The creditor in this case applied for an order setting aside the official liquidator’s partial admission and partial rejection of its proof of debt. The claim related to proceedings in New York arising out of injuries allegedly sustained by a third party insured in a boxing match. The New York proceedings had been stayed as a result of the chapter 15 recognition of the Cayman liquidation. The official liquidator admitted the proof of debt (which was submitted in an unquantified amount), but only in the sum of US$15,800 and without providing reasons for its decision.
The Court held that the official liquidator was wrong to treat the contingent claim in the way that he did, treating it as a fixed amount to satisfy the creditor’s claim, to allow the company to then distribute the remaining assets to shareholders. As held by the Court in Re Sphinx, because of the inherent uncertainties in predicting the ultimate value of contingent claims, the Court needs to be highly sensitive to the risk of irremediable prejudice to claimants who are to be viewed as ranking in priority to others. The Court should set a reserve which it is satisfied, to a high degree and not just on a balance on probabilities, would be sufficient to satisfy the maximum sum that might reasonably be incurred by the creditors.

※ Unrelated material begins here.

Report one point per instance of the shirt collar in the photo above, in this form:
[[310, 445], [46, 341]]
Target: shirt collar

The Court was satisfied the position remains as set out in Re Sphinx.
The Court noted that this is different to the approach in England and Wales where liquidators are vested with the power to disclaim onerous property, such that they may proceed with distributions without recourse from creditors even where contingent liabilities which were not fully provided for have been compromised.
The Court held that the proof of debt should be admitted and the liquidator should estimate and fully reserve against it. The Court directed the appointment of an independent assessor in the US to recommend an appropriate reserve to reflect the full potential liability arising from the proceedings.
This decision provides useful practical guidance to liquidators and creditors with contingent claims as to how such claims should be valued on adjudication in Cayman Islands liquidations.